Composite aggregation max bucket size


(bluren) #1

I have a query that I need to run every 30s to check if there are any docs matching the params.

{
  "version": true,
  "size": 0,
  "sort": [
    {
      "@timestamp": {
        "order": "desc",
        "unmapped_type": "boolean"
      }
    }
  ],
  "_source": {
    "excludes": []
  },
  "aggs": {
    "my_buckets": {
      "composite": {
        "size": 2147483647,   <------ causes cirtuit braker exception
        "sources": [
          {
            "blk_srvPort": {
              "terms": {
                "field": "flow.service_port"
              }
            }
          },
          {
            "src_addr": {
              "terms": {
                "field": "flow.src_addr"
              }
            }
          },
          {
            "dst_addr": {
              "terms": {
                "field": "flow.dst_addr"
              }
            }
          },
          {
            "es_id": {
              "terms": {
                "field": "_id"
              }
            }
          },
          {
            "es_timestamp": {
              "terms": {
                "field": "@timestamp"
              }
            }
          }
        ]
      }
    }
  },
  "stored_fields": [
    "*"
  ],
  "script_fields": {},
  "docvalue_fields": [
    "@timestamp",
    "netflow.first_switched",
    "netflow.last_switched"
  ],
  "query": {
    "bool": {
      "must": [
        {
          "query_string": {
            "query": """flow.dst_addr: "10.5.6.25" """,
            "analyze_wildcard": true,
            "default_field": "*"
          }
        },
        {
          "range": {
            "@timestamp": {
              "gte": "now-10s",
              "lte": "now"
            }
          }
        }
      ],
      "filter": [],
      "should": [],
      "must_not": []
    }
  }
}

I'm using composite aggregation since I need to know multiple fields inside of each bucket - this works well. However, how do I get all the buckets and make sure none of them are dropped due to predefined limits? I know there is a "size" parameter that can be used inside composite, but what is the max possible value that I can set to the size property? Is there a way I force it to return ALL buckets?


(Zachary Tong) #2

The size parameter of the composite agg is just how many buckets you want per page. The composite agg "paginates" over all the buckets, so it is an exhaustive aggregation that will return all the results once you've fully paginated through it.
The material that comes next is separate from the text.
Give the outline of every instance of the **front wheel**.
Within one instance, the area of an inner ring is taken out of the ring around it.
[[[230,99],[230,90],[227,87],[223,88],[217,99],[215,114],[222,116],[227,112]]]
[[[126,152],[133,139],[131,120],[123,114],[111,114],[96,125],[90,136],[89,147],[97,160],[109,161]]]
See the docs here about specifying an after parameter to keep paging: https://www.elastic.co/guide/en/elasticsearch/reference/current/search-aggregations-bucket-composite-aggregation.html#_after

So basically, you set the size to something that is a reasonable balance between speed (higher size) and memory requirements (lower size). Then you page through the results fully with multiple requests.

Hope that helps!


(system) #3

This topic was automatically closed 28 days after the last reply. New replies are no longer allowed.